I'm going to shut up now. It's certainly a personal decision to use whatever words deemed fit to describe a product, but some savy customers might get tired of hearing the word so over-used. Just my 2 cents and it probably aint worth that!


----------



## buckrun (Mar 7, 2008)

Great post Anita don't shut up. I agree about the overuse of key words for marketing and dilution of meaning. Natural is too simple now. There must be more info. I like when they mention HOW the essential oils were extracted and so on. I had that same experience at a festival with a lady saying her soaps were all natch with FO's. Once the marketing gurus get a hold of a word you better ask for more info!


----------



## Caprine Beings (Sep 19, 2008)

I use 100% goat milk, so I tell them 100% goat milk. I make "Petroleum Free" butters, made with fresh, dried, and extracts of herbs. I say the same thing. Things like this are more apt to gain attention then "natural". So I am in agreeance with Anita about its over use. 
Funny about customers, some say the darndest things Have you ever heard of GM soap being "wholesome skin care"? I loved it!
Tam


----------



## Huminbird (Jul 22, 2008)

I was wanting to use natural in my soap descriptions through google because I believe that someone looking up goat milk soaps would look up "all natural soap" or "natural goat milk soap" and those are key words.

I believe in one of my descriptions I described the oils in my soap as having all natural ingredients in it. Now that I look at it I can understand how someone could think all the ingredients are natural, not that some (all but lye) ingredients are natural. 

Its whats called a buzz word and I think I will use it but use it sparingly. It is a key term people use when looking up soaps online.

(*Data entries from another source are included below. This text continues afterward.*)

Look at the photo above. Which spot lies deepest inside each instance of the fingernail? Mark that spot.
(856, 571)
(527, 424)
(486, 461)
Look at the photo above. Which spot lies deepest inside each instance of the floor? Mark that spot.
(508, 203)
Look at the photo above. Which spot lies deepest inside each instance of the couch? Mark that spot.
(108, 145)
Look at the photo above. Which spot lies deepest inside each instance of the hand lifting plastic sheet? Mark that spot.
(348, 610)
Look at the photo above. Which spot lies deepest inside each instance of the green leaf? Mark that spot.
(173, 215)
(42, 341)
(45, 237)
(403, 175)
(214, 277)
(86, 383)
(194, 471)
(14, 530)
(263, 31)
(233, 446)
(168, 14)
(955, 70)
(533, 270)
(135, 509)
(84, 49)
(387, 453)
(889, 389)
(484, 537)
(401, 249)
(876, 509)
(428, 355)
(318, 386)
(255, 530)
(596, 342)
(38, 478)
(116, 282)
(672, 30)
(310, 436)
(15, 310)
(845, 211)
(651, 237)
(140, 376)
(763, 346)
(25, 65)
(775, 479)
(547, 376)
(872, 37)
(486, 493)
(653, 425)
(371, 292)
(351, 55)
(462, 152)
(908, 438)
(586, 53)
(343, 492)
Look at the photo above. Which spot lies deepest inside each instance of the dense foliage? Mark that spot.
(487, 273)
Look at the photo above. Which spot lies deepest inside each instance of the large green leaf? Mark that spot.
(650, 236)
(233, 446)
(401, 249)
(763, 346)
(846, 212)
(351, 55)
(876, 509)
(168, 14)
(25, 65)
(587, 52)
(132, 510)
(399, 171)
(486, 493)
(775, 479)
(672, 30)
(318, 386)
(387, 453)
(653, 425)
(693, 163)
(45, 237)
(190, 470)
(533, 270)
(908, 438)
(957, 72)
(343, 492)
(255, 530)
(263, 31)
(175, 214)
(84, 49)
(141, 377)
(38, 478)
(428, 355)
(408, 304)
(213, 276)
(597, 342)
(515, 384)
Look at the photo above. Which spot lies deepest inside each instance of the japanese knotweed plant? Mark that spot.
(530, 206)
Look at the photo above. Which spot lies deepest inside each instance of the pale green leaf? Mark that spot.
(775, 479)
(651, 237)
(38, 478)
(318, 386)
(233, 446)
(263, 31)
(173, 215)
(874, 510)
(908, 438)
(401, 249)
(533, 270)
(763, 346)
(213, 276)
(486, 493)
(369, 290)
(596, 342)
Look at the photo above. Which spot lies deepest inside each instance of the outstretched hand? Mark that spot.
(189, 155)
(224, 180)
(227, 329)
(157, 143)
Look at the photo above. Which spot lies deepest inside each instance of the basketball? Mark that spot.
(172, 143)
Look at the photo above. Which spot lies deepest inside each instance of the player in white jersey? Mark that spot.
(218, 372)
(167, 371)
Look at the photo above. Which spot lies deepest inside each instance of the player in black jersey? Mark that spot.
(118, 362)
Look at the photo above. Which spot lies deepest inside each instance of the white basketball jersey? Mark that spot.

I will create another post about using website tools like google analytics and google shopping or data feed as they call it.


----------



## jdranch (Jan 31, 2010)

I like the ps'ed picture.


----------



## newbie nubian (Feb 7, 2009)

Can I join in? "All natural" bugs me, too. Cocaine is all natural - doesn't mean it's good for us. Sara.


----------



## Huminbird (Jul 22, 2008)

lol yes I suppose you are right about that all natural bit. I guess I should stop trying to compete with the big companies that have that pasted all over their bars and their websites. 

I was having a friendly argument with another vendor that believed that there was no saving the world. I believe that we can educate ourselves and those we come into contact with about the small but important things and make the world a better place. I guess in my "all about goat milk soap" page that I will someday have the time and inclination to type up, I will put in the information like "all natural" and what it really (doesn't) means.

I have changed over all of my table cloth pictures to the new photoshopped pictures and I think I like the mix although it doesn't look streamlined. Lol, nothing in my life looks streamlined.

Thanks for all the opinions. If you have more suggestions or comments I would love to hear them.


----------